Younger Canadians did not use the same types of media as their older counterparts to get information. In 2013, 77% of 15- to 34-year-olds used the Internet to follow news and current affairs, compared with 36% of people 55 years and older. Older Canadians were considerably more likely to read newspapers and magazines and to watch television (Chart 4).

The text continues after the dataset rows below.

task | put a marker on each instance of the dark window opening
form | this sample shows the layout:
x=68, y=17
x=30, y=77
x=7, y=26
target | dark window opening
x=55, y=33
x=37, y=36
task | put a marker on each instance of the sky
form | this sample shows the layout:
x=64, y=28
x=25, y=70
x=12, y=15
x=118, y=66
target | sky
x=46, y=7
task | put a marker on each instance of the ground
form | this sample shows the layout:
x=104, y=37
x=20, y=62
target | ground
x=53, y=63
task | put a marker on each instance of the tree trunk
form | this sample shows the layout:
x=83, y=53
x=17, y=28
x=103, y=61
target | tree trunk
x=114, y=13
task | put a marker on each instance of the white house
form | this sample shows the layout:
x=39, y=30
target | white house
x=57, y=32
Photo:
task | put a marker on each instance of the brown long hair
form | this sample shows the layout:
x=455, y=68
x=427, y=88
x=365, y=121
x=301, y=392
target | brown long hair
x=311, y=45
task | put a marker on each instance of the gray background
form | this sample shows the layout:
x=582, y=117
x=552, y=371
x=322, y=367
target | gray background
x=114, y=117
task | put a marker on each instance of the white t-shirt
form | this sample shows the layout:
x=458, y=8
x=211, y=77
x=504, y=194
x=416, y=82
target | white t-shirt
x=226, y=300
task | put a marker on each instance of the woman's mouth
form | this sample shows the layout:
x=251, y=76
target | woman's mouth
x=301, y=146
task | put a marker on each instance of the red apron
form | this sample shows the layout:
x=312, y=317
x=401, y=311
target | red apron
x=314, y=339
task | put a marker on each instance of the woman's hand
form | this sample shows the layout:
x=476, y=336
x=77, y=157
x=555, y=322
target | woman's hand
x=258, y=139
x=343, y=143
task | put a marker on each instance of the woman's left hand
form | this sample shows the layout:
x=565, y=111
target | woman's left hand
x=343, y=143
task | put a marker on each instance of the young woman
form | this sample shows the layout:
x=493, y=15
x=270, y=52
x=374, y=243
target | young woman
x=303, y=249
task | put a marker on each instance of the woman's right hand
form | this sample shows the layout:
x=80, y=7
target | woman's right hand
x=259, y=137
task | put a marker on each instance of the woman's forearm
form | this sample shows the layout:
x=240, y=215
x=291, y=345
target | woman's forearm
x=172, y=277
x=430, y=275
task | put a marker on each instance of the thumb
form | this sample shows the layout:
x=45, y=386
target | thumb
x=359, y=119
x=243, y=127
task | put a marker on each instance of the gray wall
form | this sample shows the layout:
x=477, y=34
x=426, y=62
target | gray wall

Chart 4 Type of media used to follow news and current affairs, by age group, 2013.

Description for Chart 4

The title of the graph is "Chart 4 Type of media used to follow news and current affairs,Note 1 by age group, 2013."
This is a column clustered chart.
There are in total 5 categories in the horizontal axis. The vertical axis starts at 0 and ends at 100 with ticks every 10 points.
There are 3 series in this graph.
The vertical axis is "percentage."
The horizontal axis is "Type of media."
The title of series 1 is "15 to 34 years."
The minimum value is 13 and it corresponds to "Magazines."
The maximum value is 77 and it corresponds to "Internet."
The title of series 2 is "35 to 54 years."
The minimum value is 16 and it corresponds to "Magazines."
The maximum value is 75 and it corresponds to "Television."
The title of series 3 is "55 years and older."
The minimum value is 21 and it corresponds to "Magazines."
The maximum value is 89 and it corresponds to "Television."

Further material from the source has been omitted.